In the case of South Africa it may be easy for us to point to our leaders and say that “It is all their fault for being so corrupt”. While it is a valid statement that some of the individuals that have been elected to lead our country have not shown integrity or honour in their actions, that they have continuously hurt and disappointed us. While it is true that these self-named “Saviours of the People” constantly endanger us by their poor decision making, and that they have broken many promises and even more hearts. Would it be justifiable to say that all our problems will be fixed if all those people, who have wronged us as a nation, were removed? Will the removal of Zuma from office suddenly create jobs for the millions of unemployed people? Will voting a new political party into power fix the racist mind-set of the people in the country? The real issue here is that South Africans are reluctant to take responsibility for the role that we have played in the deterioration of our country.

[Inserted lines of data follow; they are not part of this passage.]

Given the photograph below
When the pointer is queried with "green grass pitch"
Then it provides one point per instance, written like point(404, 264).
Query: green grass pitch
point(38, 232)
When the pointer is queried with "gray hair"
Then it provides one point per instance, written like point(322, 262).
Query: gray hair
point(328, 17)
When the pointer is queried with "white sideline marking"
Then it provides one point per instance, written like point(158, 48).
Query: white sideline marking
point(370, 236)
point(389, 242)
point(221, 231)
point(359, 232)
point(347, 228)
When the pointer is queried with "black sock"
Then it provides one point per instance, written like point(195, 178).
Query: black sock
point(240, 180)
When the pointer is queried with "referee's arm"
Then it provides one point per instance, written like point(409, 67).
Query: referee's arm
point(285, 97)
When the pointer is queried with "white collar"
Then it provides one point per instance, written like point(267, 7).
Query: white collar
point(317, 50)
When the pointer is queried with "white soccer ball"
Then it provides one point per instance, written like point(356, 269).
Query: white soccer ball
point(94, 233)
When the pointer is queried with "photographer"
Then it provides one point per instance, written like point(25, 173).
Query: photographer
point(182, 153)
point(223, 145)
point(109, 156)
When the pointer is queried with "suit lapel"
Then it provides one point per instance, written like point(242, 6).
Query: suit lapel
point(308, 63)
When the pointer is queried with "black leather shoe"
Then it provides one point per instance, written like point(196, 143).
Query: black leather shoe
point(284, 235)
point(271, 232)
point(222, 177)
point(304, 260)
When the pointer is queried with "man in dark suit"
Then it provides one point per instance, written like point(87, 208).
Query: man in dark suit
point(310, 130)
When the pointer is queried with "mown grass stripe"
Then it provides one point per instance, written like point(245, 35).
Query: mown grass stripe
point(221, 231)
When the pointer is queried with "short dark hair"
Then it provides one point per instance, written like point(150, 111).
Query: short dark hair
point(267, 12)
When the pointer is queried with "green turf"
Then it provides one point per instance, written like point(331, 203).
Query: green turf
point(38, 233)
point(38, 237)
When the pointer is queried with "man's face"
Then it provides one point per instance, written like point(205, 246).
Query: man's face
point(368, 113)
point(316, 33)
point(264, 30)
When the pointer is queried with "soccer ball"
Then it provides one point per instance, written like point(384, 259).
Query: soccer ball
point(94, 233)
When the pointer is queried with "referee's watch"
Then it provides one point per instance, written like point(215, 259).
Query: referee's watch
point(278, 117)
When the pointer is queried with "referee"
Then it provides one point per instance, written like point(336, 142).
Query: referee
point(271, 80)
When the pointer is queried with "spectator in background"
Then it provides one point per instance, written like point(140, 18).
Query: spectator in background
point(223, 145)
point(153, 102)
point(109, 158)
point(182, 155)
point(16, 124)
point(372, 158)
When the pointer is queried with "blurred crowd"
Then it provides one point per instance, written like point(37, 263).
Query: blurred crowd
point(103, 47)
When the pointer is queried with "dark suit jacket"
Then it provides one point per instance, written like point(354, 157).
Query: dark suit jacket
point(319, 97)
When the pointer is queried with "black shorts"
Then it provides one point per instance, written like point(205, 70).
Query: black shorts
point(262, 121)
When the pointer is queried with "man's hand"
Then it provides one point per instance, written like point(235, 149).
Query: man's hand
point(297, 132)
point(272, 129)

Similarly the schools community refuses to accept the fact that we have allowed seemingly “minor” acts of racism to go unpunished. It is due to this leniency that the perpetrators of these “minor” acts have seen their behaviour as acceptable and have continuously kept pushing the boundaries, and now we find ourselves with a huge problem on our hands and fail to realise that we are responsible for creating it. This problem is not one that sprang out of nowhere, it has been brewing under the badge of the blue blazer and all it took for it to bubble over was a simple image of “Alexander Township” sent out across social media with a single caption “Afs”. The motivation behind this image may not be very clear, but the reaction it received was akin to the response to the Penny Sparrow Facebook post, though on a much smaller scale. However awful this image may be, is a mere symptom of a much larger disease encompassed within this beautiful evergreen campus.
It follows that the only reasonable explanation for this sudden bombardment of racially charged slander, and the subsequent uproar from the “PC Police” is a result of the ignorance of the people of this school and this country. It is an ignorance not to the presence of the problem, but an ignorance to there being another perspective to the situation, with a completely different set of opinions and consequences. We are all under the illusion of our side being the only side, and it is because of this apathy for the other side that we have not found a feasible solution to this problem. It is this apathy for the other side that will ensure that the fires will continue to burn across the entire nation.
It is apparent that the lack of system restructuring from the old oppressive regime to the new democratic one, is the reason we are experiencing such major issues at this stage in our democracy. There were confessions, yet, there was no atonement for the wrongs committed. We were told to be a Rainbow Nation, but we were never taught how to be the Rainbow Nation.
Thus it can be concluded that the solution to all this turmoil is for the people to be educated. Let the people be educated about the effects the past has had on us today. Above all, let the people be educated about the struggles of the people. Show the people the other point view and then they will be able to understand, empathise, and heal.